Shareholders, potential investors and other interested persons should read the proxy statement/prospectus carefully when it becomes available
before making any voting or investment decisions. You may obtain free copies of these documents from the sources indicated above.
No Offer or Solicitation
This press release shall not constitute
a solicitation of a proxy, consent, or authorization with respect to any securities or in respect of the proposed business combination.
This press release shall also not constitute an offer to sell or the solicitation of an offer to buy any securities, nor shall there
be any sale of securities in any states or jurisdictions in which such offer, solicitation, or sale would be unlawful prior to registration
or qualification under the securities laws of any such jurisdiction. No offering of securities shall be made except by means of a prospectus
meeting the requirements of Section 10 of the Securities Act of 1933, as amended, or an exemption therefrom.
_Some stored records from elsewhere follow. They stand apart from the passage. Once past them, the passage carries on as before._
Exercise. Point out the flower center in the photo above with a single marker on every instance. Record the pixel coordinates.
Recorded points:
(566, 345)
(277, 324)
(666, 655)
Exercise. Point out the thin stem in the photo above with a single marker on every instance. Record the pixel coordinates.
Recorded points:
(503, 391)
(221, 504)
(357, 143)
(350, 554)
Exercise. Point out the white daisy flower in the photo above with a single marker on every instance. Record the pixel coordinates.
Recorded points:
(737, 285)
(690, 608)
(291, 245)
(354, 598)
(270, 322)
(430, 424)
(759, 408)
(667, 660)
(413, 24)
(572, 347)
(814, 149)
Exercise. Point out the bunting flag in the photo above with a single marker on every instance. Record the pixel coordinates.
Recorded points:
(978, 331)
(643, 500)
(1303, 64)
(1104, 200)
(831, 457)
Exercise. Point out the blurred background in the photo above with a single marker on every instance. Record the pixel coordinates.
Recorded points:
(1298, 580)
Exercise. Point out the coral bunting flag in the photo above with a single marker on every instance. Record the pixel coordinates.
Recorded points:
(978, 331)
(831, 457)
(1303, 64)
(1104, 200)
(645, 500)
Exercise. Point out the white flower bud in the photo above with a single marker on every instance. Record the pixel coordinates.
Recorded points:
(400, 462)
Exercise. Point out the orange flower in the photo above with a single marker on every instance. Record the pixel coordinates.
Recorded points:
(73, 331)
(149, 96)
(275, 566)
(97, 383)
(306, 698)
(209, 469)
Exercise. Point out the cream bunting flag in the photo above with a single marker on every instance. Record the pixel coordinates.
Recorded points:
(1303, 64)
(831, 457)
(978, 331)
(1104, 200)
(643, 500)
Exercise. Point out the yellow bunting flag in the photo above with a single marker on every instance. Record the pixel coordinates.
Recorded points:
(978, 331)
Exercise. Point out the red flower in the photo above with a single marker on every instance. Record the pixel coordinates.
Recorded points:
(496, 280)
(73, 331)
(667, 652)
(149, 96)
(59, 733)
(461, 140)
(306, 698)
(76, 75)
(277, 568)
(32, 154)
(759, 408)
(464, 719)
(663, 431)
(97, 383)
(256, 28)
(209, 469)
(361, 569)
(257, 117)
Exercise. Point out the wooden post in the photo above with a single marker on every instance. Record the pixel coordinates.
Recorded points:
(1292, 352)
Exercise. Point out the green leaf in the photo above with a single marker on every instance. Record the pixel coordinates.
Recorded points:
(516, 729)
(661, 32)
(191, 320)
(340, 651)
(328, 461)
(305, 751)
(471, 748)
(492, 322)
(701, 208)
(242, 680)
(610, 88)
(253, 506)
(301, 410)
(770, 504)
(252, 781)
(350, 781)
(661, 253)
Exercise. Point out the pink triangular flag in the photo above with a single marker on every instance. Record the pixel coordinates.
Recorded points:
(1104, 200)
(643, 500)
Forward-Looking Statements
This press release contains forward-looking
statements within the meaning of the Private Securities Litigation Reform Act of 1995. We intend such forward-looking statements to be
covered by the safe harbor provisions for forward-looking statements contained in Section 27A of the Securities Act of 1933, as amended,
and Section 21E of the Securities Exchange Act of 1934, as amended. Forward-looking statements generally are accompanied by words such
as “will,” “expect,” “anticipated,” “estimated,” “believe,” “intend,”
“plan,” “projection,” “outlook” or words of similar meaning. These forward-looking statements are
not guarantees of future performance, conditions or results, and involve a number of known and unknown risks, uncertainties, assumptions
and other important factors, many of which are outside 10X III’s control, that could cause actual results or outcomes to differ
materially from those discussed in the forward-looking statements. Important factors, among others, that may affect actual results or
outcomes include 10X III’s ability to begin and maintain the trading of its Listed Securities on the NYSE American and those factors
discussed in the Annual Report, any subsequent Quarterly Reports on Form 10-Q filed with the SEC and in any subsequent filings with the
SEC, including the Form S-4 and the proxy statement/prospectus which forms a part thereof relating to the business combination expected
to be filed by 10X III. 10X III does not undertake any obligation to update or revise any forward-looking statements, whether as a result
of new information, future events or otherwise, except as required by law.